Coffee: An Important Cash Crop

Coffee is a cash crop grown in ca. 80 countries in Latin America, Africa, and Asia. For many of these countries, it is an important source of foreign currency, fetching producing countries on average US$20.2 billion annually between 2010 and 2015. Smallholder farmers play a major role in the coffee production chain, as they are estimated to deliver between 80-90% of the coffee produced. As such, coffee cultivation can play an important role in generating direct income, employment, and output to rural areas.

Global coffee production has increased nearly 40% since 2010 and should double or triple by 2050 to keep up with demand.

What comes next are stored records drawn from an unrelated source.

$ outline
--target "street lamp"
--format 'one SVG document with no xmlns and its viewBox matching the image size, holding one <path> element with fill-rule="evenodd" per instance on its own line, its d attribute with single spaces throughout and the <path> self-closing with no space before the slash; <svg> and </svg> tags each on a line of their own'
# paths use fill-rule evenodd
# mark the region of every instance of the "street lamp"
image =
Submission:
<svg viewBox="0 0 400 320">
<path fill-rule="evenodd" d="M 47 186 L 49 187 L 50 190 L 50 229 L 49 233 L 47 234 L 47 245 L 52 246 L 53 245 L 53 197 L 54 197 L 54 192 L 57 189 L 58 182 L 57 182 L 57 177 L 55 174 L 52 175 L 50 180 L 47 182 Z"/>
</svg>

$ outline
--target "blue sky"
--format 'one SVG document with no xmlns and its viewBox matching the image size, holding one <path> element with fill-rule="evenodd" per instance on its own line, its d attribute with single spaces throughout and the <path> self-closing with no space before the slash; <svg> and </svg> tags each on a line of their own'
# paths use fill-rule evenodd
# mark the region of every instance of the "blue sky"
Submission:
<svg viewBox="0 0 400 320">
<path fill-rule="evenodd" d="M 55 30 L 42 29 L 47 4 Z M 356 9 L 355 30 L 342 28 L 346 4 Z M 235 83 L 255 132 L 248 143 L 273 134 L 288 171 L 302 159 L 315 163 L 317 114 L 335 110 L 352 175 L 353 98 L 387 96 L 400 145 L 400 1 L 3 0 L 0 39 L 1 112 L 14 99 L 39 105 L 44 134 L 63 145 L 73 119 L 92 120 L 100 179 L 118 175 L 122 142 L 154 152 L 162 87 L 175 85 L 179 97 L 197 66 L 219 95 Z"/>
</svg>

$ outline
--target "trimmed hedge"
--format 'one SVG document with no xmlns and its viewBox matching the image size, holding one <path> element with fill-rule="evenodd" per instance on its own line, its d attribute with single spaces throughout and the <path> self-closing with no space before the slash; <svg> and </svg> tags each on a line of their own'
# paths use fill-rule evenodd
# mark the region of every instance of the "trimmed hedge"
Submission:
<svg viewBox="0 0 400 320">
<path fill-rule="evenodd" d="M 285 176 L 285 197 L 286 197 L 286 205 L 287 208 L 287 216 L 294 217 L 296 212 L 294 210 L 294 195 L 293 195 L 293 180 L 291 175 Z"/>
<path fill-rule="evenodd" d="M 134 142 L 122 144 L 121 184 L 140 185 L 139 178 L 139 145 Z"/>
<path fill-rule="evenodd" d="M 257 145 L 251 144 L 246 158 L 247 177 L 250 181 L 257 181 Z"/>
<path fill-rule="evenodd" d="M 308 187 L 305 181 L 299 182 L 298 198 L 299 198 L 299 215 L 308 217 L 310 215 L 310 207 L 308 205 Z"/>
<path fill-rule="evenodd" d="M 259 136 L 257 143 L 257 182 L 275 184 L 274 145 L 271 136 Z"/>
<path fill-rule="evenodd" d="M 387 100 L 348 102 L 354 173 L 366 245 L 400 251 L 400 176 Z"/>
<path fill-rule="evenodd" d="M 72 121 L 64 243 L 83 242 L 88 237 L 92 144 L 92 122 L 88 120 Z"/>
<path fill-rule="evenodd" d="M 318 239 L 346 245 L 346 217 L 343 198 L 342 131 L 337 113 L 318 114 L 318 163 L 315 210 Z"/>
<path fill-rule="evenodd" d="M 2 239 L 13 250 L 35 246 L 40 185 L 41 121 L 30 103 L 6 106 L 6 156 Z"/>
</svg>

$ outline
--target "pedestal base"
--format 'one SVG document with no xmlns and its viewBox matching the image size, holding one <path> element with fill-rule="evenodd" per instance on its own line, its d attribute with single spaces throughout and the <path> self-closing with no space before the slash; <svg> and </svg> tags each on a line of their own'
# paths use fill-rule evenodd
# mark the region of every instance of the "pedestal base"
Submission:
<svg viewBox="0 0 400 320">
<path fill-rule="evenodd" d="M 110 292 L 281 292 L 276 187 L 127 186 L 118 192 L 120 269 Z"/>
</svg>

However, coffee cultivation is plagued by a number of problems. While the populations of both Africa and Latin America are very young, the average coffee farmer is above 60 and 50 years of age respectively. A commonly cited reason for this is that despite record-high coffee prices, farmgate prices are very low and farmers have little power in the supply chain, leading to economic instability for coffee farmers. On top of this, climate change is expected to severely impact coffee production. Although some studies suggest that this impact might be limited, other studies suggest that coffee pests and diseases will rise, coffee yield and quality will decline, and typical coffee production regions will become less suitable. New regions that will become suitable for coffee production are often still covered by forests, which could lead to increased deforestation.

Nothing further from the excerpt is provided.